Mexico, national-insurance model. Mexico’s voluntary insurance program, Seguro Popular, started in 2003. It targets the country’s estimated 50 million uninsured--nearly half the population of 110 million--for coverage by 2011. According to financial analysis firm IHS Global Insight, 27 million people had signed up for the program by 2008 and it is expected to grow another 10 percent in 2009. The government now spends about 3.6 percent of GDP on health, more than half of the country’s overall health spending (PDF). A Harvard study of the program released in April 2009 found that catastrophic health spending--where families pay out-of-pocket for medical emergencies--had been reduced by 60 percent. The government continues to increase health spending, but the 2009 outbreak of swine flu may slow near-term spending, says Philip Musgrove, a former economist for the World Bank and the World Health Organization. Some flu victims said they avoided hospitals because of long wait times or were turned away (NYT) because of lack of capacity.

China, yet-to-be-determined model.
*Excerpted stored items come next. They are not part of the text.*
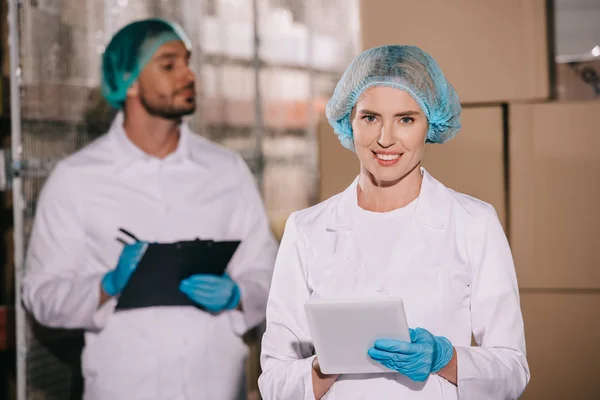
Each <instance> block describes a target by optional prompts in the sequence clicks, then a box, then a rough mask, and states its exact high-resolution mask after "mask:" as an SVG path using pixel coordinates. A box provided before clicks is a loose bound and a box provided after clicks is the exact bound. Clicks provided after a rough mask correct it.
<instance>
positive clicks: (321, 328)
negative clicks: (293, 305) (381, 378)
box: [304, 298, 410, 374]
mask: <svg viewBox="0 0 600 400" xmlns="http://www.w3.org/2000/svg"><path fill="white" fill-rule="evenodd" d="M304 309H305V311H306V317H307V319H308V325H309V327H310V332H311V335H312V339H313V344H314V346H315V351H316V354H317V357H318V359H319V366H320V368H321V371H322V372H323V373H324V374H367V373H385V372H396V371H393V370H391V369H388V368H386V367H384V366H383V365H381V364H379V363H378V362H376V361H374V360H373V359H371V357H369V355H368V354H367V351H368V350H369V349H370V348H371V347H372V346H373V344H374V343H375V340H377V339H397V340H403V341H407V342H410V334H409V331H408V324H407V322H406V315H405V313H404V303H403V302H402V299H400V298H375V299H361V300H309V301H308V302H307V303H306V304H305V305H304Z"/></svg>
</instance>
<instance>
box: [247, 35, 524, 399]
mask: <svg viewBox="0 0 600 400" xmlns="http://www.w3.org/2000/svg"><path fill="white" fill-rule="evenodd" d="M460 111H461V107H460V103H459V99H458V96H457V95H456V93H455V91H454V89H453V88H452V86H451V85H450V84H449V83H448V82H447V81H446V79H445V77H444V75H443V74H442V72H441V71H440V68H439V66H438V65H437V64H436V62H435V61H434V60H433V59H432V58H431V57H430V56H429V55H428V54H426V53H425V52H423V51H422V50H420V49H418V48H416V47H410V46H384V47H378V48H374V49H370V50H367V51H365V52H364V53H362V54H361V55H359V56H358V57H357V58H356V60H354V62H353V63H352V64H351V65H350V66H349V67H348V69H347V71H346V72H345V73H344V75H343V77H342V79H341V80H340V82H339V83H338V85H337V87H336V90H335V93H334V95H333V97H332V98H331V100H330V101H329V104H328V105H327V117H328V119H329V122H330V123H331V125H332V126H333V127H334V129H335V132H336V133H337V135H338V136H339V138H340V140H341V142H342V145H343V146H344V147H346V148H348V149H350V150H352V151H355V152H356V155H357V157H358V159H359V161H360V164H361V168H360V174H359V176H358V177H357V179H356V180H355V181H354V183H352V185H350V187H349V188H348V189H346V190H345V191H344V192H343V193H340V194H338V195H337V196H334V197H332V198H331V199H329V200H326V201H325V202H323V203H321V204H319V205H317V206H314V207H312V208H309V209H307V210H303V211H299V212H296V213H294V214H292V215H291V216H290V218H289V220H288V222H287V225H286V229H285V233H284V236H283V239H282V243H281V247H280V250H279V254H278V257H277V262H276V266H275V272H274V276H273V282H272V287H271V292H270V295H269V302H268V306H267V330H266V333H265V335H264V337H263V346H262V356H261V362H262V368H263V371H264V372H263V374H262V376H261V377H260V380H259V385H260V389H261V392H262V395H263V398H264V399H265V400H271V399H313V398H317V399H319V398H326V399H343V400H348V399H457V398H460V399H461V400H462V399H476V400H483V399H515V398H517V397H519V396H520V394H521V393H522V392H523V390H524V389H525V386H526V385H527V382H528V381H529V368H528V365H527V360H526V358H525V338H524V332H523V319H522V316H521V310H520V305H519V292H518V287H517V280H516V274H515V269H514V264H513V260H512V256H511V253H510V249H509V247H508V243H507V240H506V236H505V235H504V232H503V230H502V227H501V225H500V222H499V221H498V217H497V214H496V212H495V211H494V209H493V207H492V206H491V205H489V204H487V203H484V202H482V201H479V200H477V199H474V198H472V197H469V196H467V195H464V194H460V193H457V192H454V191H452V190H450V189H448V188H446V187H444V186H443V185H442V184H441V183H440V182H438V181H436V180H435V179H434V178H433V177H432V176H431V175H429V174H428V173H427V171H425V170H424V169H423V168H421V167H420V165H421V160H422V158H423V153H424V150H425V143H426V142H432V143H444V142H445V141H447V140H449V139H450V138H452V137H453V136H454V135H455V134H456V132H457V131H458V130H459V129H460ZM457 161H458V162H460V160H457ZM373 296H392V297H394V296H395V297H401V298H402V299H403V300H404V305H405V308H406V315H407V320H408V323H409V325H411V327H413V328H415V329H411V331H410V334H411V343H405V342H400V341H393V340H378V341H377V342H376V343H375V345H374V347H373V348H371V349H370V350H369V352H368V354H369V356H370V357H371V358H373V359H374V360H376V361H378V362H380V363H381V364H383V365H385V366H386V367H388V368H391V369H393V370H395V371H397V373H396V374H394V373H389V374H365V375H341V376H328V375H324V374H322V373H321V371H320V369H319V362H318V359H317V358H316V357H315V356H314V351H313V346H312V344H311V336H310V331H309V328H308V324H307V321H306V317H305V314H304V309H303V305H304V303H305V302H306V301H308V300H309V299H317V298H320V299H340V298H353V299H355V298H361V297H362V298H372V297H373ZM471 335H473V337H474V339H475V341H476V342H477V344H478V346H477V347H473V346H471Z"/></svg>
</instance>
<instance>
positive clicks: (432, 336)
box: [369, 328, 454, 382]
mask: <svg viewBox="0 0 600 400" xmlns="http://www.w3.org/2000/svg"><path fill="white" fill-rule="evenodd" d="M410 340H411V342H410V343H408V342H403V341H400V340H390V339H381V340H377V341H376V342H375V345H374V346H373V347H371V348H370V349H369V356H370V357H371V358H372V359H373V360H375V361H377V362H379V363H380V364H382V365H383V366H385V367H387V368H390V369H393V370H395V371H398V372H399V373H401V374H403V375H406V376H408V377H409V378H410V379H412V380H414V381H417V382H423V381H425V380H426V379H427V378H428V377H429V375H430V374H431V373H432V372H438V371H439V370H441V369H442V368H444V367H445V366H446V365H447V364H448V363H449V362H450V360H451V359H452V356H453V355H454V348H453V347H452V343H450V341H449V340H448V339H446V338H445V337H443V336H434V335H432V334H431V333H430V332H429V331H428V330H427V329H423V328H416V329H410Z"/></svg>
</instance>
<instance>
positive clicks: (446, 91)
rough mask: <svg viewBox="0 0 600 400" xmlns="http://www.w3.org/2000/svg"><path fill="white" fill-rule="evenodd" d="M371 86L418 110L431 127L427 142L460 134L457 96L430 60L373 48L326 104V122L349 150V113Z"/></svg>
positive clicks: (379, 47)
mask: <svg viewBox="0 0 600 400" xmlns="http://www.w3.org/2000/svg"><path fill="white" fill-rule="evenodd" d="M373 86H388V87H394V88H397V89H400V90H403V91H405V92H407V93H408V94H409V95H410V96H411V97H412V98H413V99H414V100H415V101H416V102H417V104H419V106H420V107H421V109H422V110H423V112H424V113H425V116H426V117H427V121H428V122H429V131H428V132H427V138H426V142H429V143H444V142H446V141H448V140H450V139H451V138H453V137H454V135H456V133H457V132H458V130H459V129H460V111H461V106H460V101H459V99H458V95H457V94H456V92H455V91H454V88H453V87H452V85H450V83H449V82H448V81H447V80H446V78H445V77H444V74H443V73H442V71H441V69H440V67H439V65H438V64H437V63H436V62H435V60H434V59H433V58H432V57H431V56H430V55H429V54H427V53H425V52H424V51H423V50H421V49H419V48H418V47H414V46H400V45H388V46H381V47H375V48H372V49H369V50H366V51H365V52H363V53H362V54H360V55H359V56H358V57H356V59H354V61H352V63H351V64H350V66H349V67H348V68H347V69H346V72H344V75H343V76H342V78H341V79H340V81H339V82H338V84H337V86H336V88H335V91H334V93H333V96H332V97H331V99H330V100H329V102H328V103H327V109H326V114H327V119H328V120H329V123H330V124H331V126H332V127H333V129H334V131H335V133H336V134H337V135H338V138H339V139H340V141H341V142H342V145H343V146H344V147H346V148H348V149H350V150H354V138H353V133H352V121H350V116H351V113H352V109H353V108H354V106H355V105H356V102H357V101H358V98H359V97H360V95H361V94H363V93H364V92H365V90H367V89H368V88H370V87H373Z"/></svg>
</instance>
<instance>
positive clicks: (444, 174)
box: [318, 107, 506, 223]
mask: <svg viewBox="0 0 600 400" xmlns="http://www.w3.org/2000/svg"><path fill="white" fill-rule="evenodd" d="M462 125H463V128H462V129H461V131H460V132H459V133H458V134H457V136H456V137H455V138H454V139H452V140H450V141H449V142H447V143H445V144H443V145H428V146H427V148H426V151H425V158H424V162H423V165H424V167H425V168H427V170H428V171H429V172H430V173H431V174H432V175H433V176H434V177H435V178H436V179H438V180H439V181H440V182H442V183H443V184H444V185H446V186H448V187H450V188H452V189H454V190H457V191H459V192H463V193H466V194H469V195H471V196H474V197H477V198H479V199H481V200H483V201H486V202H489V203H491V204H492V205H493V206H494V207H495V208H496V211H497V212H498V216H499V218H500V221H501V222H502V223H505V220H506V218H505V216H506V207H505V191H504V187H505V184H504V167H503V160H504V159H503V120H502V108H501V107H484V108H466V109H464V110H463V112H462ZM318 140H319V164H320V170H321V182H320V187H319V199H320V200H325V199H327V198H329V197H331V196H332V195H334V194H336V193H339V192H341V191H342V190H344V189H346V187H348V185H349V184H350V183H351V182H352V180H353V179H354V178H355V177H356V175H358V172H359V169H360V165H359V162H358V158H357V157H356V155H355V154H354V153H353V152H351V151H348V150H346V149H345V148H343V147H342V145H341V144H340V142H339V140H338V138H337V136H336V135H335V134H334V133H333V129H332V128H331V126H330V125H329V124H328V123H327V120H326V119H325V117H323V118H322V119H321V121H320V124H319V129H318Z"/></svg>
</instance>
China (population: 1.5 billion) has undergone a number of health reforms in the last twenty years with poor results. The Communist government attempted market-driven reforms in the late 1980s that resulted in an "over-commercialization of hospitals" that caused fees to soar, according to one government report. Though the government instituted reforms for urban areas beginning in 1997, a 2005 report found they were "basically unsuccessful." China spends about 5.5 percent of GDP on health care (JAMA). In April 2009, the government sketched out a plan to increase health coverage from about 30 percent to 90 percent by 2011, with the aim of universal coverage by 2020. Details on the new system are still in the works. A 2009 paper from the Nixon Center, a U.S.-based policy institute, examines ten health proposals submitted to the government (PDF), noting that public discussion has focused on the health systems of the United States, Germany, and the United Kingdom--which received the most attention because it employs a "classic state-led model."
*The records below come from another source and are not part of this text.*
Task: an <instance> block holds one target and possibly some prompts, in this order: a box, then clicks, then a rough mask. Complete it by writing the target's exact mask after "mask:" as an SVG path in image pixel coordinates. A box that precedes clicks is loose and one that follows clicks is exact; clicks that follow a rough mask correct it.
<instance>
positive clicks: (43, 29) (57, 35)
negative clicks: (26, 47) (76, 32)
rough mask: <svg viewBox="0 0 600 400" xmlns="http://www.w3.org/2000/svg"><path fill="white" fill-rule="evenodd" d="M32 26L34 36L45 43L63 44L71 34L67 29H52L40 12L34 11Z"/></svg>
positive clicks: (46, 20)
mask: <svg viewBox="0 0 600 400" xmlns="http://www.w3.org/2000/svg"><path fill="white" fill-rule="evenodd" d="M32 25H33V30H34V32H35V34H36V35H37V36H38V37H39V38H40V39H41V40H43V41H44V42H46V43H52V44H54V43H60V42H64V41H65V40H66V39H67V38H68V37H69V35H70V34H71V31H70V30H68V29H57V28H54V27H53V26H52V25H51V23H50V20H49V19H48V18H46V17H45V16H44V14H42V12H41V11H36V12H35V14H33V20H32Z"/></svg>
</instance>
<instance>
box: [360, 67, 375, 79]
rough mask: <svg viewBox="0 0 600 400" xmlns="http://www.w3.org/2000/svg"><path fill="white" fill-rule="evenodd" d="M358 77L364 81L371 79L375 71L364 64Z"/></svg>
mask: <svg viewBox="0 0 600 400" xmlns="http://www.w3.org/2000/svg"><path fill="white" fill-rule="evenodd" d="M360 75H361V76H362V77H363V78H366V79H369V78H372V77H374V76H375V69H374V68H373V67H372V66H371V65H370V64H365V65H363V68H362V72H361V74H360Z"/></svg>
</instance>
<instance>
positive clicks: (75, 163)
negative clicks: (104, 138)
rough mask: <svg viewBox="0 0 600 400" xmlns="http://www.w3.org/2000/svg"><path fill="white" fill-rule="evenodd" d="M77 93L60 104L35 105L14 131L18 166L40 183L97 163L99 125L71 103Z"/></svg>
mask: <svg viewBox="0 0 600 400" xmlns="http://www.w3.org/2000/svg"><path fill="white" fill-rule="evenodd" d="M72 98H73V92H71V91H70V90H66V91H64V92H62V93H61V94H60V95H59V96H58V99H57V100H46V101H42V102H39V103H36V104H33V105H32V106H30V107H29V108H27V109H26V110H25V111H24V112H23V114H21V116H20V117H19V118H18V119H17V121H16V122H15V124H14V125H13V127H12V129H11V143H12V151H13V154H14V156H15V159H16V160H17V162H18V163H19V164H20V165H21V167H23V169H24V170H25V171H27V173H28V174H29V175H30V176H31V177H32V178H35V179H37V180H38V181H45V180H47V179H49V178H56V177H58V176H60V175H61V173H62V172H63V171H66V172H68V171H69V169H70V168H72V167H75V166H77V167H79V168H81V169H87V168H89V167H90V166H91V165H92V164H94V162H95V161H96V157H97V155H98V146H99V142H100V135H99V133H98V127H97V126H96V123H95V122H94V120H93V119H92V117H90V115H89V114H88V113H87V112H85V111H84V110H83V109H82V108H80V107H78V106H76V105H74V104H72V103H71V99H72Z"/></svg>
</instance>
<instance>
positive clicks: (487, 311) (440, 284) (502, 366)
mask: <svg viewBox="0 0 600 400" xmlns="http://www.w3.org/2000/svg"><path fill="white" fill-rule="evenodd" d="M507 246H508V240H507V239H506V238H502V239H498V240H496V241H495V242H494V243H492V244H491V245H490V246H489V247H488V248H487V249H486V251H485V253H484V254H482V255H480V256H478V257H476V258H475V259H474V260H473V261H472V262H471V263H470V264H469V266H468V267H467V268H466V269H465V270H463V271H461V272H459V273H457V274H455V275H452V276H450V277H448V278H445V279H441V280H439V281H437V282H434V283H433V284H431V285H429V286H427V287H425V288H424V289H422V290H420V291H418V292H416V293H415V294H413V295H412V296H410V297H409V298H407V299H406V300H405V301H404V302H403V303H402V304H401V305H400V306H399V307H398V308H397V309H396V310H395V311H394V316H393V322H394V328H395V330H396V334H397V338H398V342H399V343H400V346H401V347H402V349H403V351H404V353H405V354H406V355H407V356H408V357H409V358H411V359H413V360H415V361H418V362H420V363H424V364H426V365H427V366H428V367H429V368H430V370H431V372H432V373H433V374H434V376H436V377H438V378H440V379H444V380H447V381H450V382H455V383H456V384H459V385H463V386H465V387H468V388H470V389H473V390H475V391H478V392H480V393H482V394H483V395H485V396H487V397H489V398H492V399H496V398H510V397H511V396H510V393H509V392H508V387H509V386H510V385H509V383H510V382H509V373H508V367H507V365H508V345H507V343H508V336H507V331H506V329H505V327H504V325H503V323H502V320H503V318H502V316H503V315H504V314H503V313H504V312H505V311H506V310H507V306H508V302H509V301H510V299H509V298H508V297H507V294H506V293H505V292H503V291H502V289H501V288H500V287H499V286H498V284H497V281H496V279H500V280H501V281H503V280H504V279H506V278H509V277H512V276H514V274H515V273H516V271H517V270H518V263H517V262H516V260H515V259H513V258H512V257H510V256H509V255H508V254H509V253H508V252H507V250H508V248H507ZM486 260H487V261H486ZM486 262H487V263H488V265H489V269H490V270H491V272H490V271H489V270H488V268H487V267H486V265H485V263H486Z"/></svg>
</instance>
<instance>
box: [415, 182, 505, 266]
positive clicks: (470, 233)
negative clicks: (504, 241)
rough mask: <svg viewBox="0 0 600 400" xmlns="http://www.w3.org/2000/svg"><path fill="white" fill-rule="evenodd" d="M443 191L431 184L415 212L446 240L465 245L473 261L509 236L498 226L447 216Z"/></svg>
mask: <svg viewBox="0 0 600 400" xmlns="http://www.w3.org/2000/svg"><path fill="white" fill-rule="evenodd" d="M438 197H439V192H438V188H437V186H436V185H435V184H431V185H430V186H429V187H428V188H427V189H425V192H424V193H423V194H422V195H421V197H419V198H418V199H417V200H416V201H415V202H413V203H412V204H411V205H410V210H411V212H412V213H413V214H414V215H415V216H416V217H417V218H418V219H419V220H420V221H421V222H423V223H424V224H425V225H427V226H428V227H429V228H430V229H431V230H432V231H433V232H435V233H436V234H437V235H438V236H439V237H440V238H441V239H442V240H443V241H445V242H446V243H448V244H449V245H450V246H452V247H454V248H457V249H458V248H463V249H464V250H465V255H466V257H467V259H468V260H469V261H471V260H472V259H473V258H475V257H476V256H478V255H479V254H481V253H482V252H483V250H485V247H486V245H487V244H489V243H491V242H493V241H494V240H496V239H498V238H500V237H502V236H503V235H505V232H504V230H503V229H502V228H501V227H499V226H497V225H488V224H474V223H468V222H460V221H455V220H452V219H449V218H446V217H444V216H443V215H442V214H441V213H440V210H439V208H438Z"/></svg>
Turkey, national insurance model. Turkey (population: 72 million) passed a universal health insurance law in October 2008. A unified government-provided mandatory insurance scheme financed by employee/employer contributions of 12.5 percent in income tax is set to roll out in 2009. Turkey currently spends around 6 percent of GDP on health. As of 2003, about 15 percent of the population did not have health insurance, according to a joint World Bank-OECD 2008 review (PDF) of Turkey’s health system. The review notes that the government will need to monitor solvency for the new system. Without cost containment measures, Turkey’s spending will begin to act like that of other OECD countries where the "percentage growth in health expenditure exceeds the percentage growth in GDP by 29 [percent] per year."